Remember when we all thought that the Lakers would be good?
— Alex Kennedy (@AlexKennedyNBA) December 14, 2012
The Lakers never made things close in the third quarter, and other than a hard fall by Carmelo Anthony there wasn’t much of anything that can be considered noteworthy. Instead of writing two hundred more words on how depressing it is to watch the Lakers, I’ll just fill in some tweets and hope I don’t ruin my computer with my tears.
Showtime 2.0… The worst sequel ever!
— Craig Kwasniewski (@CTKwasniewski) December 14, 2012
I bet Mike D’Antoni is wishing he were still coaching the Knicks.

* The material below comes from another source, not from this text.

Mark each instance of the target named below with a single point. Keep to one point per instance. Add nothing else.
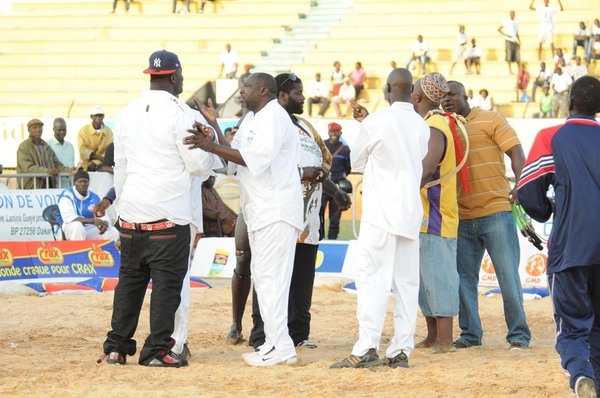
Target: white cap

— Suki (@TheRealSuki) December 14, 2012
Why is Kobe still in this game? He looks really banged up and it’s all but over.
— Noam Schiller (@noamschiller) December 14, 2012
Anyways, at the end of the third quarter the game was still a blowout, with the Knicks leading the Lakers 93-80.
Even though the Lakers never made a run in the third quarter, they did finally show some life in the fourth. About midway through the period they were able to get the game within a manageable distance, mainly due to the play of Howard and Kobe. Those two players were the backbones for the team offensively, and allowed Los Angeles to pull within 10 points with just over six minutes left in the fourth.
They also got some help from Metta World Peace, who was their third highest scorer on the night.
3 Lakers with 20 or more points. Kobe (26 along with 9 reb 5 ast 4 threes). Metta (20 along with 3 threes and 5 boards). Dwight (20 w/6 reb)
— NBA Fantasy (@NBAFantasy) December 14, 2012
One of the reasons L.A. was able to get back into the game was the absence of Carmelo Anthony, who sat out the final quarter after injuring his ankle in the third quarter. It was evident that the Knicks missed him on the offensive end, which was one of the reasons the Lakers were able to crawl back into the game.
Kobe hit a fadeaway three-pointer from the corner to bring Los Angeles within seven, but that’s as close as it was going to get. The next two times down the floor New York got a dunk from Tyson Chandler and a three-pointer from JR Smith to seal the deal. L.A. was able to make it somewhat interesting at the end, but ultimately they fell short once again.
The theme to this Lakers season seems to be – fall behind big early, climb back late, lose in the end. It was a trend they followed again on Thursday night, and resulted in a 116-107 loss.